Die wohl bekannteste ZAD in der französischen Gemeinde Notre-Dame-des-Landes, unweit der Stadt Nantes, entstand 2012 als Protest gegen einen geplanten Flughafenbau in unmittelbarer Nähe eines Naturschutzgebiets. 2018 fand hier eine Entscheidungsschlacht zwischen Besetzer*innen und Polizei statt, bei der deren brutales Vorgehen für landesweite Aufregung und erbitterte Diskussionen über Polizeigewalt sorgte.

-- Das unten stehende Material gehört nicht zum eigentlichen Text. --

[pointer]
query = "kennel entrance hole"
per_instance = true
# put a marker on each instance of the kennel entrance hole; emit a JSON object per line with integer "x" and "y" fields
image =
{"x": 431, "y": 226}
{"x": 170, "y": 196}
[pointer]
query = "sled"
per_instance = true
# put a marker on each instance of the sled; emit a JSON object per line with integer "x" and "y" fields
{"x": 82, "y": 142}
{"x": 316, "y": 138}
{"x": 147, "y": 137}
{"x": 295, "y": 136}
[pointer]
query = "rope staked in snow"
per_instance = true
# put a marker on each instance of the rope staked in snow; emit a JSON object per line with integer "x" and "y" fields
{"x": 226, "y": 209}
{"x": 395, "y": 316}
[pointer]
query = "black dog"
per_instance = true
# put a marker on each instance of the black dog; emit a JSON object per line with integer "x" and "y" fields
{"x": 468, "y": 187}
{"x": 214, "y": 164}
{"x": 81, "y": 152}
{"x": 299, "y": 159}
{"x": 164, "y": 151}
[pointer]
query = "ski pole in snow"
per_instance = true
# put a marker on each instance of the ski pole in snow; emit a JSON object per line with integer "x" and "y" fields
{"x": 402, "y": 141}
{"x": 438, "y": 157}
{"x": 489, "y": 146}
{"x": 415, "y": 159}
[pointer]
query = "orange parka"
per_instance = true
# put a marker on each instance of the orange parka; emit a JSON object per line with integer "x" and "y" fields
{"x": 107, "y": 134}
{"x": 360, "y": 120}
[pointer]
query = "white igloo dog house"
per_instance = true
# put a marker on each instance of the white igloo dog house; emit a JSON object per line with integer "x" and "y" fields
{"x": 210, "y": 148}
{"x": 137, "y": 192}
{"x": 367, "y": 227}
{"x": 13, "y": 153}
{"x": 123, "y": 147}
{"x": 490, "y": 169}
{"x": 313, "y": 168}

Jetzt, einige Jahre später, hat das französisch-US-amerikanische Regieduo Guillaume Cailleau und Ben Russell einen Film über ebendiese ZAD gedreht, der auf der Berlinale Premiere feierte: Direct Action, so der vielversprechende Titel, sollte „Aktionsformen des Protests“ zeigen, „bei denen die Beteiligten selbst tätig werden, um ihre Interessen unmittelbar durchzusetzen.“ So weit, so gut. Dass die Proteste nach 2018 eigentlich befriedet wurden, die Besetzer*innen als Sieger herausgingen und die Planungen für den Flughafen, der in dem Naturschutzgebiet entstehen sollte, inzwischen gestrichen sind, wurde allerdings in der Vorankündigung nicht mitgeteilt. Ein grober Schnitzer, wie sich herausstellte.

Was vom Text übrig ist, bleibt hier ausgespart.